In other words, [math]\displaystyle{ \mathbf{x}_{n+1} }[/math] minimizes the first-order approximation to [math]\displaystyle{ F }[/math] at [math]\displaystyle{ \mathbf{x}_n }[/math] with added proximity term [math]\displaystyle{ \|\mathbf{x} - \mathbf{x}_n\|^2 }[/math].

This squared Euclidean distance term is a particular example of a Bregman distance. Using other Bregman distances will yield other algorithms such as Hedge which may be more suited to optimization over particular geometries.[2][3]

Formulation

We are given convex function [math]\displaystyle{ f }[/math] to optimize over a convex set [math]\displaystyle{ K \subset \mathbb{R}^n }[/math], and given some norm [math]\displaystyle{ \|\cdot\| }[/math] on [math]\displaystyle{ \mathbb{R}^n }[/math].

We are also given differentiable convex function [math]\displaystyle{ h \colon \mathbb{R}^n \to \mathbb{R} }[/math], [math]\displaystyle{ \alpha }[/math]-strongly convex with respect to the given norm. This is called the distance-generating function, and its gradient [math]\displaystyle{ \nabla h \colon \mathbb{R}^n \to \mathbb{R}^n }[/math] is known as the mirror map.

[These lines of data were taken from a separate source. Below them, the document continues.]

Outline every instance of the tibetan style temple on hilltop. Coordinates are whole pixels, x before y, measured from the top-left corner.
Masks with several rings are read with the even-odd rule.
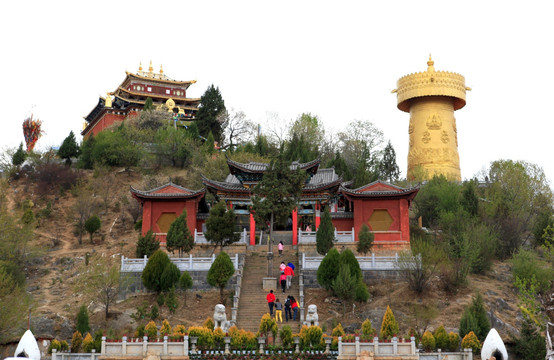
[[[204,200],[207,190],[234,210],[237,230],[248,232],[249,244],[255,245],[256,231],[263,229],[265,224],[256,224],[250,212],[250,189],[262,179],[268,164],[242,164],[231,159],[227,159],[227,164],[230,174],[225,181],[204,177],[205,189],[202,190],[188,190],[171,182],[148,191],[131,188],[132,195],[143,206],[142,233],[152,230],[164,242],[169,225],[183,209],[187,211],[189,229],[202,232],[208,216]],[[290,215],[292,226],[282,229],[292,232],[293,245],[299,242],[299,231],[307,226],[313,231],[319,227],[321,212],[326,207],[336,230],[352,231],[356,241],[362,225],[367,224],[375,234],[375,245],[385,248],[409,245],[409,208],[418,188],[404,189],[375,181],[352,189],[350,183],[342,182],[333,168],[319,169],[319,159],[308,163],[293,162],[290,168],[303,169],[309,175],[298,207]]]
[[[176,118],[185,121],[186,125],[186,122],[195,119],[200,103],[199,98],[186,96],[187,89],[195,82],[196,80],[172,80],[164,74],[161,67],[159,73],[154,73],[152,62],[148,71],[143,71],[141,65],[136,74],[126,72],[125,79],[115,91],[98,99],[98,104],[85,117],[81,135],[85,138],[91,134],[96,135],[113,123],[137,114],[144,107],[147,98],[152,99],[154,108],[166,109],[175,114]]]

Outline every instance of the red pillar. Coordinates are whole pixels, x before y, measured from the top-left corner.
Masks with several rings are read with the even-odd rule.
[[[292,210],[292,245],[298,245],[298,210]]]
[[[250,213],[250,245],[256,245],[256,221],[252,213]]]
[[[315,231],[319,228],[319,223],[321,222],[321,205],[319,202],[315,204]]]
[[[142,204],[142,236],[150,229],[152,229],[152,201],[145,201]]]

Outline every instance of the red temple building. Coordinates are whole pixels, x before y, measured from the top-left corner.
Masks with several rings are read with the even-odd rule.
[[[85,117],[81,135],[84,138],[97,135],[115,122],[136,115],[147,98],[152,99],[154,108],[165,109],[174,114],[175,120],[183,122],[182,125],[188,125],[195,119],[200,103],[199,98],[187,98],[187,89],[195,82],[173,80],[161,67],[159,73],[155,73],[152,62],[148,71],[143,71],[141,65],[136,74],[126,72],[125,79],[115,91],[98,99],[98,104]]]
[[[152,229],[161,241],[171,222],[187,209],[188,226],[191,231],[202,232],[202,225],[208,214],[203,201],[205,191],[216,200],[226,202],[237,215],[237,230],[248,232],[250,245],[256,243],[256,231],[265,224],[256,224],[250,213],[251,192],[262,178],[268,164],[249,162],[246,164],[227,159],[230,174],[225,181],[203,178],[205,190],[192,191],[175,184],[167,184],[149,191],[131,188],[131,192],[143,205],[142,232]],[[315,240],[314,232],[320,224],[321,212],[329,208],[337,233],[348,233],[350,242],[357,241],[361,227],[366,224],[375,235],[376,249],[402,249],[409,246],[409,208],[419,191],[418,188],[404,189],[381,181],[350,188],[350,183],[331,169],[319,169],[319,159],[308,162],[293,162],[291,170],[302,169],[309,176],[303,188],[298,207],[290,215],[291,226],[281,230],[292,232],[292,245],[302,239]],[[310,227],[312,231],[306,232]],[[309,242],[309,241],[308,241]]]

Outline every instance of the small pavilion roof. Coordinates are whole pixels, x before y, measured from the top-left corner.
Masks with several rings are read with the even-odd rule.
[[[187,199],[203,196],[206,192],[206,189],[190,190],[173,184],[171,181],[165,185],[146,191],[137,190],[132,186],[130,186],[130,188],[133,196],[139,199]]]
[[[419,187],[402,188],[393,184],[383,182],[381,180],[374,181],[370,184],[360,186],[356,189],[350,189],[343,185],[339,188],[339,192],[348,197],[354,198],[406,198],[409,201],[417,195]]]

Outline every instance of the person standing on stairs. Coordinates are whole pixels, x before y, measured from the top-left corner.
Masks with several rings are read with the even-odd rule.
[[[283,256],[283,242],[282,241],[279,241],[279,245],[277,247],[279,249],[279,257]]]
[[[292,313],[290,311],[290,296],[285,300],[285,320],[289,322],[289,319],[292,320]]]
[[[269,316],[273,316],[273,305],[275,305],[275,295],[273,290],[269,290],[269,294],[266,296],[267,306],[269,306]]]
[[[281,283],[281,289],[283,290],[283,293],[284,293],[285,288],[287,287],[287,275],[285,275],[284,271],[281,271],[281,276],[279,277],[279,282]]]
[[[283,304],[279,302],[279,299],[275,300],[275,322],[281,320],[283,322]]]
[[[292,295],[289,295],[289,298],[290,298],[290,307],[293,313],[292,319],[296,321],[296,318],[298,317],[298,302],[296,302],[296,299]]]
[[[292,263],[289,263],[287,267],[285,267],[285,275],[287,276],[287,289],[290,289],[292,277],[294,276],[294,268],[291,265]]]

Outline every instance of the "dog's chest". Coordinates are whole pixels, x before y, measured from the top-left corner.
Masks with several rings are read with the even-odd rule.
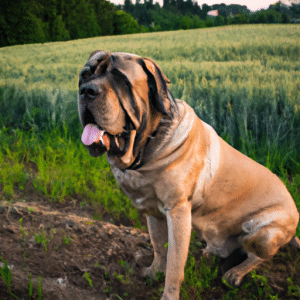
[[[130,198],[139,210],[157,208],[157,197],[153,187],[153,179],[143,176],[137,171],[126,170],[123,172],[112,167],[112,172],[123,192]]]

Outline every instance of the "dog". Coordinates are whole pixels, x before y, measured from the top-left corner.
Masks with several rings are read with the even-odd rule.
[[[223,275],[238,286],[281,246],[300,248],[299,213],[280,179],[175,100],[169,83],[149,58],[95,51],[79,75],[78,111],[90,155],[106,153],[147,215],[154,260],[143,275],[165,272],[161,299],[177,300],[192,228],[214,255],[245,254]]]

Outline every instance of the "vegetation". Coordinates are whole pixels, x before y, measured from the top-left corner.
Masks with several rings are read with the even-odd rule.
[[[157,61],[171,80],[173,95],[227,142],[277,173],[300,208],[299,40],[296,25],[246,25],[0,49],[0,200],[24,198],[33,189],[49,201],[77,198],[114,220],[141,226],[105,156],[89,156],[80,142],[78,74],[92,51],[104,49]],[[22,236],[26,239],[24,230]],[[185,299],[191,287],[200,295],[216,276],[214,261],[209,268],[204,258],[195,262],[197,251],[192,250],[186,266]],[[9,287],[8,270],[1,271]],[[263,275],[251,274],[239,293],[250,289],[251,299],[260,294],[277,299]],[[116,275],[129,281],[127,275]],[[299,295],[293,275],[288,282],[289,294]],[[38,290],[41,295],[41,283]],[[236,295],[230,289],[227,299]]]
[[[11,275],[11,271],[9,269],[9,266],[7,264],[7,262],[2,259],[2,257],[0,256],[0,261],[1,261],[1,265],[0,265],[0,277],[4,280],[5,282],[5,285],[8,289],[8,292],[10,294],[10,296],[12,298],[15,298],[15,299],[18,299],[18,297],[16,295],[14,295],[10,289],[10,284],[11,284],[11,278],[12,278],[12,275]],[[2,265],[4,265],[2,267]]]
[[[90,157],[80,143],[77,77],[89,54],[101,47],[157,61],[174,96],[235,148],[280,175],[299,205],[299,45],[298,27],[260,25],[139,34],[131,43],[107,37],[1,49],[5,197],[31,182],[49,199],[83,195],[140,226],[105,157]]]
[[[66,41],[137,32],[195,29],[230,24],[295,23],[300,20],[299,0],[277,2],[252,13],[246,6],[215,4],[201,7],[192,0],[153,0],[115,6],[107,0],[2,0],[0,47]],[[218,10],[210,17],[210,10]]]

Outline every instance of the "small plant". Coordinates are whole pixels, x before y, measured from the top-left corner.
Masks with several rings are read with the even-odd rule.
[[[21,219],[19,220],[19,223],[20,223],[20,231],[21,231],[21,235],[22,235],[23,241],[25,241],[26,235],[28,234],[28,232],[25,231],[24,228],[23,228],[23,226],[22,226],[23,218],[21,218]]]
[[[93,287],[93,283],[92,283],[92,279],[90,278],[90,275],[88,272],[84,273],[84,278],[87,280],[87,282],[89,283],[90,287]]]
[[[62,239],[63,239],[65,245],[69,245],[71,243],[71,241],[72,241],[72,238],[70,236],[68,236],[68,235],[64,235],[62,237]]]
[[[212,265],[208,265],[207,259],[202,257],[200,262],[196,262],[195,257],[189,252],[185,266],[185,280],[181,286],[183,299],[189,299],[188,291],[193,287],[193,292],[197,299],[201,299],[201,293],[211,285],[211,281],[218,275],[216,257],[212,257]]]
[[[102,269],[104,270],[104,279],[107,282],[107,287],[104,290],[104,293],[109,294],[110,293],[110,277],[109,273],[107,272],[106,268],[102,266]]]
[[[258,275],[255,270],[250,272],[250,276],[256,286],[255,295],[258,295],[259,299],[278,299],[278,295],[271,295],[272,289],[268,285],[268,280],[265,276]],[[250,293],[249,295],[252,295],[252,293]]]
[[[28,296],[29,296],[29,299],[32,298],[32,294],[33,294],[32,275],[29,274],[29,283],[28,283]]]
[[[234,299],[238,299],[237,294],[238,294],[239,289],[234,288],[233,286],[231,286],[230,284],[228,284],[227,281],[226,281],[224,278],[222,278],[222,283],[231,289],[231,290],[228,291],[228,293],[225,295],[225,297],[223,298],[223,300],[234,300]]]
[[[22,243],[22,247],[23,247],[23,256],[24,256],[24,258],[25,257],[28,257],[28,253],[27,253],[27,251],[26,251],[26,249],[25,249],[25,244],[26,244],[26,238],[27,238],[27,235],[28,235],[28,232],[27,231],[25,231],[24,230],[24,228],[23,228],[23,225],[22,225],[22,223],[23,223],[23,218],[21,218],[20,220],[19,220],[19,223],[20,223],[20,231],[21,231],[21,235],[22,235],[22,241],[23,241],[23,243]]]
[[[53,236],[54,236],[55,233],[56,233],[56,229],[54,228],[52,230],[52,235],[49,238],[47,238],[46,237],[46,233],[45,233],[45,229],[43,227],[42,228],[42,233],[41,234],[35,233],[34,234],[34,238],[35,238],[35,241],[37,243],[41,243],[44,246],[45,252],[47,252],[47,250],[48,250],[48,243],[53,239]]]
[[[121,274],[114,273],[114,276],[122,283],[122,284],[132,284],[129,277],[134,274],[134,270],[129,266],[127,261],[119,260],[118,263],[126,269],[126,275],[123,276]]]
[[[298,285],[295,285],[293,282],[293,277],[289,277],[287,279],[288,282],[288,294],[294,297],[300,298],[300,287]]]
[[[93,222],[93,221],[84,221],[83,223],[85,225],[90,225],[90,226],[95,225],[95,222]]]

Starting from initial [math]\displaystyle{ x_0 \in K }[/math], in each iteration of Mirror Descent:

  • Map to the dual space: [math]\displaystyle{ \theta_t \leftarrow \nabla h (x_t) }[/math]
  • Update in the dual space using a gradient step: [math]\displaystyle{ \theta_{t+1} \leftarrow \theta_t - \eta_t \nabla f(x_t) }[/math]
  • Map back to the primal space: [math]\displaystyle{ x'_{t+1} \leftarrow (\nabla h)^{-1}(\theta_{t+1}) }[/math]
  • Project back to the feasible region [math]\displaystyle{ K }[/math]: [math]\displaystyle{ x_{t+1} \leftarrow \mathrm{arg}\min_{x \in K}D_h(x||x'_{t+1}) }[/math], where [math]\displaystyle{ D_h }[/math] is the Bregman divergence.

Extensions

Mirror descent in the online optimization setting is known as Online Mirror Descent (OMD).[4]

See also

References

  1. Arkadi Nemirovsky and David Yudin. Problem Complexity and Method Efficiency in Optimization. John Wiley & Sons, 1983
  2. Nemirovski, Arkadi (2012) Tutorial: mirror descent algorithms for large-scale deterministic and stochastic convex optimization.https://www2.isye.gatech.edu/~nemirovs/COLT2012Tut.pdf
  3. "Mirror descent algorithm". https://tlienart.github.io/posts/2018/10/27-mirror-descent-algorithm/. 
  4. Fang, Huang; Harvey, Nicholas J. A.; Portella, Victor S.; Friedlander, Michael P. (2021-09-03). "Online mirror descent and dual averaging: keeping pace in the dynamic case". arXiv:2006.02585 [cs.LG].